The epigenomic results will be combined with information about other potential risk factors, such as genetic variants implicated in each of the four cancers, background information about women (such as age), and, for cervical and ovarian cancer, the make up of cervical bacterial populations (the microbiome). Collectively, these factors will feed into an algorithm that will generate a risk score for each of the four cancers.

The risk score could then be used to guide more personalised follow-up. Women at high risk of breast cancer, for example, might be recommended for intensive mammography (conversely, those at low risk might not need to be screened at all). Progesterone-targeting drugs for prevention might also be appropriate [5].

As well as technical feasibility, the FORCEE study is also engaging with multiple stakeholders to examine the practicalities and economics of implementation of screening. Since a key output is likely to be a risk score, it is also discussing perceptions of risk with women, including the thresholds of risk they would consider important when deciding what action to take.

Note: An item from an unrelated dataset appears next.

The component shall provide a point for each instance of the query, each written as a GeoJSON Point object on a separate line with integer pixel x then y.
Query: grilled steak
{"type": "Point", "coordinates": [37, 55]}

Finally, Professor Widschwendter points out a further advantage of epigenomic assessments. Unlike mutations, epigenetic modifications are dynamic, and reduced exposure to risk factors can reverse epigenetic abnormalities, as illustrated by his group's work on smoking [6]. Epigenomic assessments could therefore provide markers of changing risk over time, as well as an indication of the success of preventive strategies or treatments.

The Eve Appeal is a charity that raises awareness of, and supports research into, women-specific cancers. It has a unique focus on early detection, risk prediction and prevention, and much of its research funding is supporting innovative programmes in UCL's Department of Women's Cancer, led by Professor Widschwendter. 


  1. Teschendorff AE et al. DNA methylation outliers in normal breast tissue identify field defects that are enriched in cancer. Nat Commun. 2016;7:10478.
  2. Bartlett TE et al. Epigenetic reprogramming of fallopian tube fimbriae in BRCA mutation carriers defines early ovarian cancer evolution. Nat Commun. 2016;7:11620.
  3. Jones A et al. Role of DNA methylation and epigenetic silencing of HAND2 in endometrial cancer development. PLoS Med. 2013;10(11):e1001551.
  4. Widschwendter M et al. Epigenome-based cancer risk prediction: rationale, opportunities and challenges. Nat Rev Clin Oncol. 2018 Feb 27. doi: 10.1038/nrclinonc.2018.30. [Epub ahead of print]
  5. Widschwendter M et al. Osteoprotegerin (OPG), the endogenous inhibitor of receptor activator of NF-κB ligand (RANKL), is dysregulated in BRCA mutation carriers. EBioMedicine. 2015;2(10):1331-9.
  6. Teschendorff AE et al. Correlation of smoking-associated DNA methylation changes in buccal cells with dna methylation changes in epithelial cancer. JAMA Oncol. 2015;1(4):476-85.